As water reuse expands, proponents battle the ‘yuck’ factor
As drought and climate change threaten water supplies, municipalities around the country are ramping up water reuse efforts. But they have to overcome the “yuk” factor.
Many forms of water reuse have long been routine. Water from yard sprinklers, for example, soaks into the groundwater. Or, if it is processed in a treatment plant, it goes into a river or lake, where it’s used again. Municipalities and others often treat a form of wastewater known as gray water to use for irrigation.
But in the world of water reuse, the gold standard is known as direct potable reuse — cleaning wastewater, including sewage, to drinking water standards.

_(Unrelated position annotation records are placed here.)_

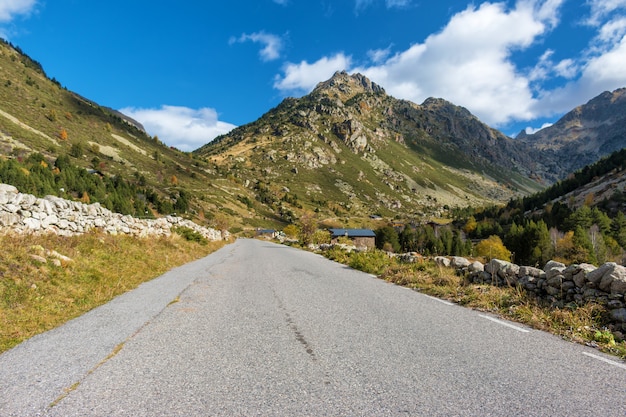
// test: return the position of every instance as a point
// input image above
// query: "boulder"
(8, 189)
(476, 267)
(459, 262)
(530, 271)
(618, 285)
(596, 275)
(553, 268)
(619, 315)
(442, 261)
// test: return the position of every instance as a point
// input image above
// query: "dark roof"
(352, 232)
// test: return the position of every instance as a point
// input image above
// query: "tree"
(291, 231)
(618, 229)
(583, 247)
(387, 238)
(308, 226)
(493, 248)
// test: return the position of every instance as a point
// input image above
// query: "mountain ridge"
(346, 151)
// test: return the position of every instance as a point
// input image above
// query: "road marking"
(448, 303)
(600, 358)
(504, 323)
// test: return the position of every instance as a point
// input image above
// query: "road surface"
(259, 329)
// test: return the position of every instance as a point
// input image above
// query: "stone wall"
(25, 213)
(556, 283)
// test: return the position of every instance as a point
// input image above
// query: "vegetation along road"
(262, 329)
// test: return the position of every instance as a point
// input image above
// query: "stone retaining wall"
(25, 213)
(556, 283)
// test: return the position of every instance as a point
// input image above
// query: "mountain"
(351, 149)
(347, 151)
(581, 137)
(39, 117)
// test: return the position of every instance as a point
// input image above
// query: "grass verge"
(48, 280)
(582, 324)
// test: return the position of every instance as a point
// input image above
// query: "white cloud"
(390, 4)
(469, 61)
(472, 62)
(602, 8)
(184, 128)
(530, 130)
(272, 44)
(303, 77)
(379, 55)
(9, 9)
(599, 68)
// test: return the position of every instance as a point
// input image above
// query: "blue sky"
(193, 69)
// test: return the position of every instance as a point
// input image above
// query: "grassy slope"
(36, 296)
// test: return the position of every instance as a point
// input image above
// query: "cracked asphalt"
(259, 329)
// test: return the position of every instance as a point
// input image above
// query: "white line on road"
(504, 323)
(448, 303)
(600, 358)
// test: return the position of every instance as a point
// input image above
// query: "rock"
(596, 275)
(531, 272)
(553, 268)
(459, 262)
(442, 261)
(38, 258)
(619, 315)
(475, 267)
(555, 281)
(8, 189)
(618, 286)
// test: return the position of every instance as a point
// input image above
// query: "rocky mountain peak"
(346, 86)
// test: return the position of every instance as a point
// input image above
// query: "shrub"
(493, 248)
(190, 235)
(373, 262)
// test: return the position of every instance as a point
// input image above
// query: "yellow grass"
(36, 296)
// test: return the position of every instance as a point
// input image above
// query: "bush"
(493, 248)
(190, 235)
(373, 262)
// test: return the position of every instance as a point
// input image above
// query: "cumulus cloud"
(272, 44)
(361, 4)
(303, 77)
(600, 9)
(599, 68)
(468, 62)
(9, 9)
(182, 127)
(471, 61)
(530, 130)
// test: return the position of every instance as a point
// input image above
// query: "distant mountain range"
(346, 151)
(582, 136)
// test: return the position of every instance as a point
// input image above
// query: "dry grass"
(582, 324)
(38, 295)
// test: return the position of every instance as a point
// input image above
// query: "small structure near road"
(360, 237)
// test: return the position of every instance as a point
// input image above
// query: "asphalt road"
(258, 329)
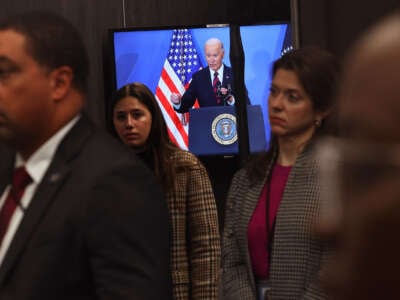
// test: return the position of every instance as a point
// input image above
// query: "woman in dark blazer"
(195, 251)
(269, 250)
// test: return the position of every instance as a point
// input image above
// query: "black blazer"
(201, 88)
(96, 228)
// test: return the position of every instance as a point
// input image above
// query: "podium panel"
(213, 130)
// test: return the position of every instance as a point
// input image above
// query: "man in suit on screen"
(211, 86)
(81, 218)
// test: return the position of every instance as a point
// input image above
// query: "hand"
(175, 98)
(229, 99)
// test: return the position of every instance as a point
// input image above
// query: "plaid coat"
(296, 254)
(195, 251)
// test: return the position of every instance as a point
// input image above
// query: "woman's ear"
(61, 82)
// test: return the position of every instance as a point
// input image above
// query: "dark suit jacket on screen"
(201, 88)
(297, 254)
(96, 227)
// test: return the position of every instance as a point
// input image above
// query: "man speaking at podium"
(211, 86)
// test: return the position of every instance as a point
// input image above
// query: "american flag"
(287, 45)
(181, 62)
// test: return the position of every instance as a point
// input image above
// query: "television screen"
(148, 55)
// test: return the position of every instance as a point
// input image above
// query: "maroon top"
(257, 232)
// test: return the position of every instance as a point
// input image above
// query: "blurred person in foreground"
(80, 217)
(195, 252)
(269, 249)
(211, 86)
(366, 221)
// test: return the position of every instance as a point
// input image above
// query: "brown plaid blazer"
(296, 254)
(195, 251)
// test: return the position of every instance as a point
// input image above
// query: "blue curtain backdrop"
(140, 56)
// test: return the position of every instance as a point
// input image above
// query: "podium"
(213, 130)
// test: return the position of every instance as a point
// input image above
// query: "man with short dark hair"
(81, 218)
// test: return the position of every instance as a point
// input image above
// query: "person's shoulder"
(201, 72)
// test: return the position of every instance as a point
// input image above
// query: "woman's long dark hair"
(318, 73)
(158, 143)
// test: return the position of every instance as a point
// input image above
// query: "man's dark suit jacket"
(201, 88)
(96, 228)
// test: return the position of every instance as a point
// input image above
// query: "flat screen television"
(140, 55)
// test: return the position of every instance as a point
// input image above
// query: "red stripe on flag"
(172, 137)
(169, 82)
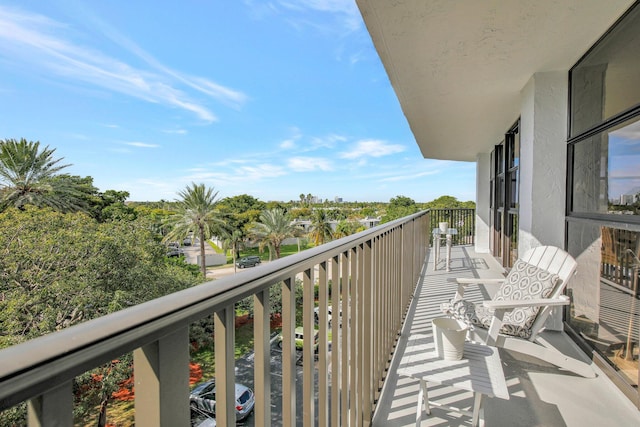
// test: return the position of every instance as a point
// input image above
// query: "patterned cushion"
(524, 282)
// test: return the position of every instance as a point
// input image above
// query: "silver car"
(203, 397)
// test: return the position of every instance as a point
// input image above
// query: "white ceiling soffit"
(458, 66)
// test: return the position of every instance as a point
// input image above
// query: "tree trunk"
(203, 261)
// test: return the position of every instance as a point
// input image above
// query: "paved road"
(244, 375)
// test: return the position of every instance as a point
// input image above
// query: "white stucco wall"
(543, 134)
(543, 148)
(483, 195)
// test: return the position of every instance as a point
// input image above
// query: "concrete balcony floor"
(540, 394)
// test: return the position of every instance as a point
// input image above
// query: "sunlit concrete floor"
(540, 394)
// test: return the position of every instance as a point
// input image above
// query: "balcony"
(381, 280)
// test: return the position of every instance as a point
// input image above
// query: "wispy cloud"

With DPR systems, the water from showers, sinks, and toilets first goes to a conventional treatment plant, where it is disinfected with chemicals and aeration. Then it gets a second scrubbing in a multistage process that first uses a bioreactor to break down nitrogen compounds, then employs microfiltration to clean out particles and reverse osmosis to remove viruses, bacteria, and salts. Finally, hydrogen peroxide is added and the water goes through an ultraviolet light processing, which is supposed to kill any contaminants that are left.
Experts say the water that emerges at the end of this process is so clean it has no taste, and that minerals must be added to give the water flavor. It’s also free of a little-known health hazard; chlorine, often used to disinfect conventional water, can react with organic material in the water to create chloroform, exposure to which can cause negative health effects.